Während das Meer in Der Tag, an dem das Meer verschwand also seiner titelgebenden Relevanz entsprechend von der ersten bis zur letzten Seite als Handlungsraum und Handlungsträger fungiert, stellt es in Die Fabel von Fausto die letzte Station von Faustos Machtgebaren dar. Es setzt die Reihe der immer größer und widerspenstiger werdenden Statussymbole fort und bildet gleichzeitig deren Ende. Die von Jack als positiv wahrgenommene Weitläufigkeit des Meeres geht hier mit einer Bedrohung einher, was durch Größenverhältnisse und Perspektiven sowie die von überall her ertönende Stimme zum Ausdruck gebracht wird. Obwohl Fausto das Meer nicht mehr zu Fuß im feinen Anzug aufsucht wie die anderen Naturelemente, sondern sich mit Schiff, gelbem Friesennerz und Südwester wappnet, ist er nicht in der Lage, die auf allen Erzählebenen transportierte Überlegenheit der Naturgewalt zu akzeptieren. Dass das Meer sich im Dialog mit Fausto nicht nur der Inbesitznahme verweigert, sondern das Recht auf Besitz an Liebe und Verständnis koppelt, legt nahe, dass letztlich die Natur die Bedingungen für den Menschen vorgibt und die Mensch-Umwelt-Verhältnisse dominiert.

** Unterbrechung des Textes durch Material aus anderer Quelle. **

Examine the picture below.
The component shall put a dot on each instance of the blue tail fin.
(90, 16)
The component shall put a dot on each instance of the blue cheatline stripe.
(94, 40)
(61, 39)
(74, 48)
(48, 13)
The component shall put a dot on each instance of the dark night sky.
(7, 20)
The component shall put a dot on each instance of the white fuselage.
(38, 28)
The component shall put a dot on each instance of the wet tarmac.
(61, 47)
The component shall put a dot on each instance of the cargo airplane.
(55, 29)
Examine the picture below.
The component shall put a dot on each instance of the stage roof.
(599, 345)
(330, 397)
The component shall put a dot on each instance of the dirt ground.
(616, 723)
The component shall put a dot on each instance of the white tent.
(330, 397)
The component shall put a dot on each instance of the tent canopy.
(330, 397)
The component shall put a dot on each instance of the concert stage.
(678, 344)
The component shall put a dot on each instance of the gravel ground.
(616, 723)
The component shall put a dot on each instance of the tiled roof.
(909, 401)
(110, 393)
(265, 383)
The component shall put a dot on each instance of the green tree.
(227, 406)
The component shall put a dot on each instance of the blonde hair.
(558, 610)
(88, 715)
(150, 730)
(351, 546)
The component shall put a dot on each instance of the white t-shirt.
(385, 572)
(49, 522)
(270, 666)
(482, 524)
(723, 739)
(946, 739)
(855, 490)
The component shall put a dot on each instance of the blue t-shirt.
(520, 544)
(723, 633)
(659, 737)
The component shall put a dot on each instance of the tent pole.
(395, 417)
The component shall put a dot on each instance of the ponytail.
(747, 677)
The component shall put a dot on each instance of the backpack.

Faustos Untergang im Meer ist demnach die logische Konsequenz des anthropozentrischen Hochmuts und suggeriert gleichzeitig die relative Bedeutungslosigkeit des Menschen im natürlichen Kreislauf. Demnach kann das Meer als Symbol für die Übermacht der Natur gedeutet werden, durch die der Mensch in letzter Konsequenz in seine Schranken gewiesen wird.

In enger Verbindung mit dem Meer sind auch weitere Elemente der Geschichten symbolisch aufgeladen. Beispielsweise materialisiert Jacks Strohhalm den Kipppunkt, ab dem die Natur sich nicht mehr selbst regenerieren kann, und die Farbe Neonrosa steht für Faustos Besitzanspruch, der schließlich mit ihm im Meer versinkt. Weitere Bedeutungsdimensionen eröffnen zudem die Lebewesen und Naturelemente: bei Jack die Möwe als ebenso lästige wie schützenswerte Spezies, die Meerjungfrau als fantastische und intertextuell ambivalente Figur, der Wal als mächtige und dennoch beeinträchtigte Tierart sowie die Schildkröte als langlebige, aber bedrohte Art und bei Fausto die fragile Blume, das gefügige Schaf, der gleichgültige Baum, der nachgiebige See sowie der eigenwillige Berg.